WA AG advised utilities commission to conceal carbon tax impact on energy rates
(The Center Square) – Earlier this month, the Washington Utilities and Transportation Commission approved a request by Puget Sound Energy to increase its natural gas rates to cover the costs of the state’s cap-and-trade program under the Climate Commitment Act.
However, the approval also carried with it a stipulation that the utility provider could not show on customers' bills the reason for the rate increase, a decision that was recommended by the Washington Attorney General’s Office.
In its request, PSE told the UTC it needed a 3.25% increase in overall bills for all natural gas customers to generate $16.8 million required to cover their losses, which would be done under a State Carbon Reduction Charge.
The request states that a typical resident using 64 therms per month would see an increase of $3.71 per month or 3.89%, with lower rate increases for lower-income customers. A therm is a unit of heat used for measuring a gas supply.
However, AGO Assistant Attorney General Nina Suetake wrote in a July 3 letter to the UTC that they were “concerned with PSE’s proposal to itemize the State Carbon Reduction Charge and State Carbon Reduction Credit on customer bills. If all program specific charges were included as line items, customer bills would quickly become incomprehensible. We believe the issue of whether to itemize these charges and credits on bills requires more discussion in upcoming workshops to ensure that the itemization would add to customer understanding and experience, rather than unnecessarily complicate utility bills.”
In its final decision, the UTC sided with Suetake. While acknowledging “that the tariff revisions are necessary to allow the Company to begin to recover the costs of implementing the CCA,” the three-member board also wrote that PSE “should not include the proposed ‘carbon reduction charge’ as a line item on customer bills. Public Counsel [Suetake] correctly observes that including all program charges on customer bills would quickly result in lengthy and confusing bills. Additionally, only those charges or credits that inure to the benefit of customers should be included as line items on customer bills.”

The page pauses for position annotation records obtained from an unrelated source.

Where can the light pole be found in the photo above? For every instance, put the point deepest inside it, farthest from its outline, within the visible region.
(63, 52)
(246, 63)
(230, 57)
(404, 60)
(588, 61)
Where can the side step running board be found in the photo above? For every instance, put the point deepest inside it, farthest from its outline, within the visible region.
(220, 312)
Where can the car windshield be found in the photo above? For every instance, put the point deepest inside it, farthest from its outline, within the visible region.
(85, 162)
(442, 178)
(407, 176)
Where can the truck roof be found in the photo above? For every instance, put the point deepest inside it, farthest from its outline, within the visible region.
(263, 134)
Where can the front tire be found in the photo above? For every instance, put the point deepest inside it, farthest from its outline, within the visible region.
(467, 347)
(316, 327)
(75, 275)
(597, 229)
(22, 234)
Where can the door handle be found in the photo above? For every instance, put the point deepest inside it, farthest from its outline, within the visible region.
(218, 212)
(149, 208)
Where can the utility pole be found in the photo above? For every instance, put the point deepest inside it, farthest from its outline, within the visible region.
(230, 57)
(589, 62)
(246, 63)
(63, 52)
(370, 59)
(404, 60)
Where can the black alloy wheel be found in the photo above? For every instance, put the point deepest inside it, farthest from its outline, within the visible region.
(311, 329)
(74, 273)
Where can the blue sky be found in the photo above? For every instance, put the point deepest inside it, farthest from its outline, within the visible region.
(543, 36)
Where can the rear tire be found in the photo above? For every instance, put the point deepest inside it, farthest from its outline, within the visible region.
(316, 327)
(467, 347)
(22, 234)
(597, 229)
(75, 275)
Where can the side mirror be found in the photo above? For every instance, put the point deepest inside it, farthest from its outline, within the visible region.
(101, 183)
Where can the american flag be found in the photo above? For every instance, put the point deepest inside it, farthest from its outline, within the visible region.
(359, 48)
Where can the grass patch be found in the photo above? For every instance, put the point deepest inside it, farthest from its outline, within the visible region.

The decision stipulated that "only those charges or credits that inure to the benefit of customers should be included as line items on customer bills."
In a Friday blog post, Washington Policy Center Environmental Director Todd Myers wrote that “this is not only dishonest but violates the spirit of Washington’s laws and constitution. The position of the Public Counsel in the Attorney General’s office is that they know what the public should know and what they shouldn’t. The claim that transparency is bad for the public is remarkable and revealing.”